Nvidia Blackwell Architecture Speculation

  • Thread starter Deleted member 2197
  • Start date
UE5.1 has mesh shaders. Sadly nobody yet has benchmarked the influence of mesh shaders by comparing the 5700 to the 2060 Super or similar in a recent UE5.1 demo and Fortnite.
 
UE5.1 has mesh shaders. Sadly nobody yet has benchmarked the influence of mesh shaders by comparing the 5700 to the 2060 Super or similar in a recent UE5.1 demo and Fortnite.
To measure the win of mesh shaders, you'd need to do so on the same architecture, once with and once without using mesh shaders.
Otherwise you do just guessing.

Variance shadow maps in Unreal Engine 5 seem to be pretty crucial as I understand it.
Shadow maps are on the way out.
Yeah mesh shaders do seem quite dead right out of the gate.
Well, RT does not work with Nanite, nor does it work with mesh shader generated geometry.

So that's sure reasons why SM will stay longer than hoped, and mesh shaders are now less useful than they could have been before.
 
It seems like RGT does not know tensor cores are not in use for denoising at all, contrary to what Nvidia has had planned, which makes that rumor more creditable in my eyes.

Nvidia probably had no success in moving denoising to an AI neural network running on the tensor cores, which is why they are now working on a fixed function denoiser accelerator.

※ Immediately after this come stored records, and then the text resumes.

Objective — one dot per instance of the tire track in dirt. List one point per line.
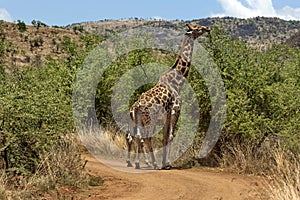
(193, 184)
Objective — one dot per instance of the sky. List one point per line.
(65, 12)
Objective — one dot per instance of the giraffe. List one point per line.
(161, 104)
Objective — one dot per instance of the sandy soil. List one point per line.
(194, 184)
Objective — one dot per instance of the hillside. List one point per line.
(33, 44)
(259, 32)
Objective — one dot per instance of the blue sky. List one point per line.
(64, 12)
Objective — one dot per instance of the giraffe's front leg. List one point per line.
(169, 128)
(139, 147)
(129, 141)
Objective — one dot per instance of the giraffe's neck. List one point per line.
(186, 50)
(175, 77)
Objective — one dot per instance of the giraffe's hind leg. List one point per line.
(129, 140)
(150, 147)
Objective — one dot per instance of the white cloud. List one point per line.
(254, 8)
(4, 15)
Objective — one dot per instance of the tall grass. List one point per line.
(61, 166)
(271, 159)
(285, 184)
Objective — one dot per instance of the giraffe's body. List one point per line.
(161, 104)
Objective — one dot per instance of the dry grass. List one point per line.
(285, 184)
(61, 167)
(271, 160)
(107, 143)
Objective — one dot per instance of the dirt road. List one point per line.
(194, 184)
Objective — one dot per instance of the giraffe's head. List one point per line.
(197, 30)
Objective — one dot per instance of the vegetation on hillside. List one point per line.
(258, 32)
(36, 116)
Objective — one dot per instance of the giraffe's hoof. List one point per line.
(167, 167)
(129, 164)
(137, 166)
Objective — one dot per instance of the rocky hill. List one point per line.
(259, 32)
(24, 45)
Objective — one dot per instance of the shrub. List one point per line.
(21, 25)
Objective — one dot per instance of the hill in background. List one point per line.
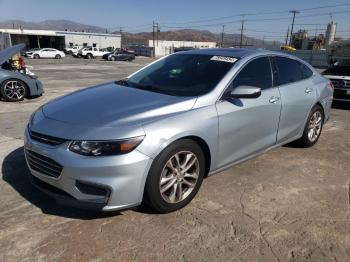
(143, 37)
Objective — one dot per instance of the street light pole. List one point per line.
(240, 42)
(222, 36)
(294, 12)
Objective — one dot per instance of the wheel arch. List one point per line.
(318, 103)
(205, 148)
(18, 79)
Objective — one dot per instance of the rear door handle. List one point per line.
(308, 90)
(274, 99)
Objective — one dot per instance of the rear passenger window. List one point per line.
(257, 73)
(305, 71)
(289, 70)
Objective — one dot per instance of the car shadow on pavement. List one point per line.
(15, 172)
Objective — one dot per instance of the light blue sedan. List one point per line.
(152, 137)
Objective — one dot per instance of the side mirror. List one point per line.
(245, 92)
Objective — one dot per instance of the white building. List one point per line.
(164, 47)
(57, 39)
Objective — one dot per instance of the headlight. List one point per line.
(105, 148)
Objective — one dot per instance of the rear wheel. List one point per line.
(13, 90)
(175, 176)
(313, 127)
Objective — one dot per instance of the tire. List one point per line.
(164, 197)
(13, 90)
(313, 127)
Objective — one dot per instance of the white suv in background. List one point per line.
(72, 49)
(45, 53)
(91, 52)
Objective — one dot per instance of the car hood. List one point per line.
(112, 105)
(7, 53)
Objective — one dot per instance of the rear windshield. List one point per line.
(183, 74)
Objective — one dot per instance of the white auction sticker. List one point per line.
(224, 59)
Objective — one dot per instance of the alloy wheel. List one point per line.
(315, 126)
(179, 177)
(14, 90)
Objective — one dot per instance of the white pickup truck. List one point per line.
(91, 52)
(72, 49)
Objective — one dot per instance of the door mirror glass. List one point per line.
(245, 92)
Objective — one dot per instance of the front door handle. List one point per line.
(274, 99)
(308, 90)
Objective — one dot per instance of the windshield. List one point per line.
(182, 74)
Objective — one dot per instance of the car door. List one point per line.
(298, 95)
(249, 125)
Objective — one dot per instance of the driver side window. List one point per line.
(256, 73)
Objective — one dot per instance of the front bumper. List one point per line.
(121, 177)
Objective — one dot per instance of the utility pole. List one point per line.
(263, 42)
(294, 12)
(158, 30)
(287, 36)
(121, 38)
(222, 35)
(240, 42)
(153, 35)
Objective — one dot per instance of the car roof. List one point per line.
(231, 52)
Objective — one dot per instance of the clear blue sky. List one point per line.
(137, 15)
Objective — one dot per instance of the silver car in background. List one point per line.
(15, 85)
(152, 137)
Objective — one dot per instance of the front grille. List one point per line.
(339, 83)
(44, 165)
(54, 141)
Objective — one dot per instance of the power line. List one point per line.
(256, 14)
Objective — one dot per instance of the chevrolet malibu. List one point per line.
(152, 137)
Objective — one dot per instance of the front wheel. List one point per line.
(313, 127)
(175, 176)
(13, 90)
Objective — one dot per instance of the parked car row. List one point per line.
(120, 55)
(79, 51)
(37, 53)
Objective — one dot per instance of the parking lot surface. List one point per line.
(290, 204)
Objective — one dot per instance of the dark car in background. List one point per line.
(339, 74)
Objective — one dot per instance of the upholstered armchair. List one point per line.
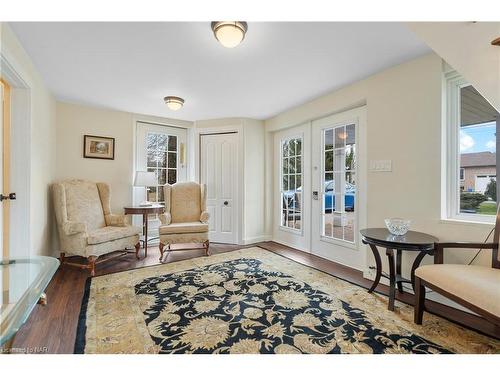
(474, 287)
(87, 228)
(185, 219)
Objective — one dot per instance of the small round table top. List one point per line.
(155, 208)
(410, 241)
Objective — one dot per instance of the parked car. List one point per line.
(349, 198)
(290, 198)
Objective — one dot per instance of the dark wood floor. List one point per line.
(52, 328)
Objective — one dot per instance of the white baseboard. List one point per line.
(251, 240)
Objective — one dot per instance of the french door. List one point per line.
(219, 172)
(337, 198)
(160, 149)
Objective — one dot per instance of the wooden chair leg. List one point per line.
(207, 247)
(161, 250)
(62, 258)
(419, 301)
(91, 265)
(137, 248)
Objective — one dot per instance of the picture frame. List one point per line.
(97, 147)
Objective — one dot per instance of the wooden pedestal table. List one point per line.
(144, 211)
(419, 242)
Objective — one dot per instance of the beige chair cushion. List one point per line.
(191, 227)
(107, 234)
(83, 203)
(477, 285)
(185, 202)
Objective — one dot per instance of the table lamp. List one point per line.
(145, 179)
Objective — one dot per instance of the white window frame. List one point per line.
(323, 237)
(451, 155)
(281, 226)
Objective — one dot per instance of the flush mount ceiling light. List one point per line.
(174, 102)
(229, 33)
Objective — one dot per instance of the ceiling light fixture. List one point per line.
(229, 33)
(174, 102)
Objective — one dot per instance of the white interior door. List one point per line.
(4, 254)
(218, 171)
(338, 181)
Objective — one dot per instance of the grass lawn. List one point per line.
(487, 208)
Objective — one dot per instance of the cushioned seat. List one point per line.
(185, 219)
(189, 227)
(107, 234)
(87, 227)
(477, 285)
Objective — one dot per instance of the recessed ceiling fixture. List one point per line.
(229, 33)
(174, 102)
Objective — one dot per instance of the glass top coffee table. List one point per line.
(22, 282)
(422, 243)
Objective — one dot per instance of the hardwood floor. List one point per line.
(52, 328)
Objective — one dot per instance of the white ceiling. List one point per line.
(132, 66)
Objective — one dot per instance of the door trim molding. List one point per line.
(20, 178)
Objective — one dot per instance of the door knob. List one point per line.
(11, 196)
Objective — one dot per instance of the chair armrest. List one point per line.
(204, 217)
(73, 227)
(113, 220)
(165, 218)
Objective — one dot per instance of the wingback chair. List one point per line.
(474, 287)
(185, 219)
(87, 228)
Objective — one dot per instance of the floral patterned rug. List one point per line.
(253, 301)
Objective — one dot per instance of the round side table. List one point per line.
(144, 211)
(422, 243)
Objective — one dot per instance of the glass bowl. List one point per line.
(397, 226)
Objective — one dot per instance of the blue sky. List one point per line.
(478, 138)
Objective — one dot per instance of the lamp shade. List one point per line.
(143, 178)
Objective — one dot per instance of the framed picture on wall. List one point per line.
(96, 147)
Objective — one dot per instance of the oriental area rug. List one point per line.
(254, 301)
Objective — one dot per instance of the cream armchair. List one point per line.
(87, 228)
(474, 287)
(185, 219)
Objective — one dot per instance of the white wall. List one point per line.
(74, 121)
(404, 125)
(42, 146)
(467, 47)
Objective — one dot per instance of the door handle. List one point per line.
(11, 196)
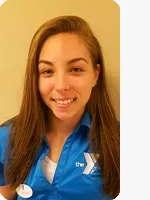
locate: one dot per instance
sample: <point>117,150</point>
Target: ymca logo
<point>90,167</point>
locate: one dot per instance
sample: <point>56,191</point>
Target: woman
<point>64,143</point>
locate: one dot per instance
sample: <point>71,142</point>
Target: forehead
<point>64,46</point>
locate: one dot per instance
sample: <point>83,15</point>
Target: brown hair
<point>27,127</point>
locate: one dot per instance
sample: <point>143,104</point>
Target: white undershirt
<point>49,168</point>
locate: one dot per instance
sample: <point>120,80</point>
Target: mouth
<point>65,103</point>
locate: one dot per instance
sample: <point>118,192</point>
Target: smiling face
<point>66,75</point>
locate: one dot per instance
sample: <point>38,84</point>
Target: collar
<point>85,121</point>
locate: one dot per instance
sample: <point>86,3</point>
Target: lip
<point>63,99</point>
<point>64,105</point>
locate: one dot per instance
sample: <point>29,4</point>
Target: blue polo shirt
<point>77,175</point>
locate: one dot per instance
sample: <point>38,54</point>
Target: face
<point>66,75</point>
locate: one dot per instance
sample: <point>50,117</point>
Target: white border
<point>135,99</point>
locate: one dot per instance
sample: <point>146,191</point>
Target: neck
<point>63,128</point>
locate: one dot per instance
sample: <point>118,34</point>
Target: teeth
<point>65,102</point>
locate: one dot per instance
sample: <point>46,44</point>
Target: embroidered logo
<point>24,191</point>
<point>90,159</point>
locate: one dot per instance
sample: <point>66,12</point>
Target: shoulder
<point>4,140</point>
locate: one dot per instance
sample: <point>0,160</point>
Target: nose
<point>61,83</point>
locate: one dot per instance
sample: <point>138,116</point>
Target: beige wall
<point>19,19</point>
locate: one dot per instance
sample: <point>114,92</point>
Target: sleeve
<point>2,174</point>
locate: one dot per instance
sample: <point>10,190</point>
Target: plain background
<point>19,20</point>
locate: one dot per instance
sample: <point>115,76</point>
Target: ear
<point>97,72</point>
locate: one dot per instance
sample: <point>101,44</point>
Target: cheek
<point>45,87</point>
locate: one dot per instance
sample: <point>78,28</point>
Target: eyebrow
<point>69,62</point>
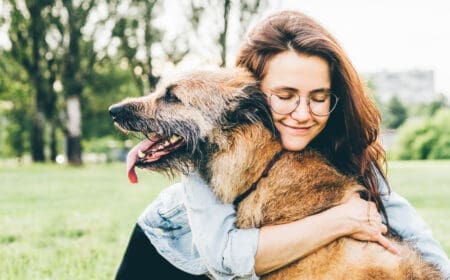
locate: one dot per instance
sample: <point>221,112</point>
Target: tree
<point>425,139</point>
<point>27,33</point>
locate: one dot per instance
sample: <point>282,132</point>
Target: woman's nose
<point>302,112</point>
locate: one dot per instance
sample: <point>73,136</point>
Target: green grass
<point>59,222</point>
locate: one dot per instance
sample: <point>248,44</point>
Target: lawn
<point>60,222</point>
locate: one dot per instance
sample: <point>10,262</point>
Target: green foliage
<point>425,139</point>
<point>15,115</point>
<point>109,84</point>
<point>395,114</point>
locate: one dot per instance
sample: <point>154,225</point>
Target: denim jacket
<point>217,248</point>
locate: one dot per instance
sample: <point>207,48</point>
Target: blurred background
<point>64,62</point>
<point>66,209</point>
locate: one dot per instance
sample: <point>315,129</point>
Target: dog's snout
<point>115,111</point>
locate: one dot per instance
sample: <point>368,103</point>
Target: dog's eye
<point>170,97</point>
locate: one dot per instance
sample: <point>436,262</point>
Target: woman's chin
<point>293,145</point>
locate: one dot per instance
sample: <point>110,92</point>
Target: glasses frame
<point>308,100</point>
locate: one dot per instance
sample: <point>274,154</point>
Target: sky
<point>394,35</point>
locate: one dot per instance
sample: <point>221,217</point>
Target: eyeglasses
<point>320,103</point>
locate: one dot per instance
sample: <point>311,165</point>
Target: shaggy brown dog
<point>220,124</point>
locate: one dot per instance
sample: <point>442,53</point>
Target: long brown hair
<point>350,137</point>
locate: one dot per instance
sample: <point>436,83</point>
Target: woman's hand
<point>365,222</point>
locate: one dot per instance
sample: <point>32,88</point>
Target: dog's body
<point>220,124</point>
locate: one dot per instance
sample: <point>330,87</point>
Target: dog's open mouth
<point>151,150</point>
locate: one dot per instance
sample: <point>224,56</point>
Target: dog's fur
<point>229,137</point>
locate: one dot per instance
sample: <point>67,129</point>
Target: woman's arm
<point>231,251</point>
<point>408,224</point>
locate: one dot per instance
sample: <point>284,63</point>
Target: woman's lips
<point>297,129</point>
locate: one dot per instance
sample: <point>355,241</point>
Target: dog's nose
<point>115,110</point>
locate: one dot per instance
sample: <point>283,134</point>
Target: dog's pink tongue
<point>133,156</point>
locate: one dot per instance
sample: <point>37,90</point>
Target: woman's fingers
<point>388,245</point>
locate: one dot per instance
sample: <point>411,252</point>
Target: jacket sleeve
<point>228,252</point>
<point>407,223</point>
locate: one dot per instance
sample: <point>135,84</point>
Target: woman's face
<point>290,73</point>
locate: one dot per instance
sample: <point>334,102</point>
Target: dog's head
<point>184,119</point>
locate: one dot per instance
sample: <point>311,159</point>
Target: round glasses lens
<point>284,104</point>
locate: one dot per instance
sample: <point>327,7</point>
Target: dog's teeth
<point>174,138</point>
<point>151,135</point>
<point>141,154</point>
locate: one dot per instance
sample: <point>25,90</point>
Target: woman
<point>296,60</point>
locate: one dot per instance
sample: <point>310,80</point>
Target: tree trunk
<point>73,134</point>
<point>53,141</point>
<point>223,34</point>
<point>37,138</point>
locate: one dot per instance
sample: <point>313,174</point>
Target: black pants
<point>142,261</point>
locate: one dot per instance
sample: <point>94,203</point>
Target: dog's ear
<point>252,108</point>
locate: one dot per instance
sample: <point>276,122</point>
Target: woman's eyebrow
<point>283,90</point>
<point>320,90</point>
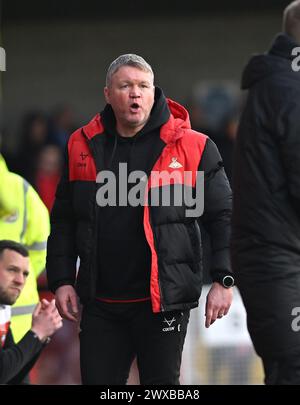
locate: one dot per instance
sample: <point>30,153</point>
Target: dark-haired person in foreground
<point>266,215</point>
<point>16,360</point>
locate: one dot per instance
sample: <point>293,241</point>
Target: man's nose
<point>19,279</point>
<point>135,92</point>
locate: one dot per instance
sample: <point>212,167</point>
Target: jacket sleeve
<point>16,360</point>
<point>37,230</point>
<point>216,217</point>
<point>61,248</point>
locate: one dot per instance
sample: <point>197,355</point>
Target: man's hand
<point>218,302</point>
<point>66,302</point>
<point>45,320</point>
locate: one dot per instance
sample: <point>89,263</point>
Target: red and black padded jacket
<point>174,239</point>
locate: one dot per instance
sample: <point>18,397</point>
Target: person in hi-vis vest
<point>23,218</point>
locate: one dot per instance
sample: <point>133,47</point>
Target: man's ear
<point>106,94</point>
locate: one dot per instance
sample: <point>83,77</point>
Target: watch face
<point>228,281</point>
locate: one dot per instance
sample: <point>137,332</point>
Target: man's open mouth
<point>134,106</point>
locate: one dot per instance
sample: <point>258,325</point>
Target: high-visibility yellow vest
<point>25,219</point>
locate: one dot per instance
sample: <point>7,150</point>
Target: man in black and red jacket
<point>140,263</point>
<point>16,360</point>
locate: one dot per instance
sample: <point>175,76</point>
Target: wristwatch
<point>226,280</point>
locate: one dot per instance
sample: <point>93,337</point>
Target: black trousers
<point>112,335</point>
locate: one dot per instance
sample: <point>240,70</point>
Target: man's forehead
<point>127,71</point>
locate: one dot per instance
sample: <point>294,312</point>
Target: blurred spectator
<point>48,173</point>
<point>34,137</point>
<point>62,125</point>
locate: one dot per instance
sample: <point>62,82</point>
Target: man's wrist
<point>225,279</point>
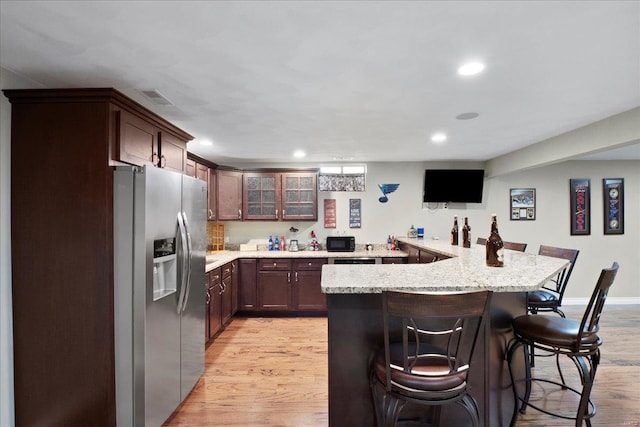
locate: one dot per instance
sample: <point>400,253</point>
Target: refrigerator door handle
<point>189,255</point>
<point>185,261</point>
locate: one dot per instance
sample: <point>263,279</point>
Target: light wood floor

Makes sense and is indeed very interesting!
Guy not knowing tensors are not used for denoising does not make his rumors more creditable, rather the opposite?

Denoising seems to much of an open problem to get HW acceleration. The obvious next steps for RT would be HW BVH builder and ray reordering.
 
Last edited:
Why wouldn't RT work with mesh shaders?
Because mesh shaders generate geometry temporary on chip, render it, and forget it.
So you can't include the output in a BVH build or traceRay(), as this would require to store the geometry in VRAM, defying the advantage of mesh shaders.

Edit: Basically a ray who hits a bounding box containing such temporary, procedural geometry, would need to run the mesh shader again. Which is inefficient, because you generate many triangles but intersect only one.
To make it efficient, you would need to collect all rays which (might) hit the box first, but that's the problem reordering tries to solve, with not so much hope on being worth it.

DMM is a better compromise. It's not flexible, so no complex program needs to run.
 
Last edited:
Because mesh shaders generate geometry temprary on chip, render it, and forget it.
Are you sure that you understand properly what mesh shader is and how it works? For one it doesn't render anything, it outputs triangles for pixel shaders (or as a UAV if no shading is needed).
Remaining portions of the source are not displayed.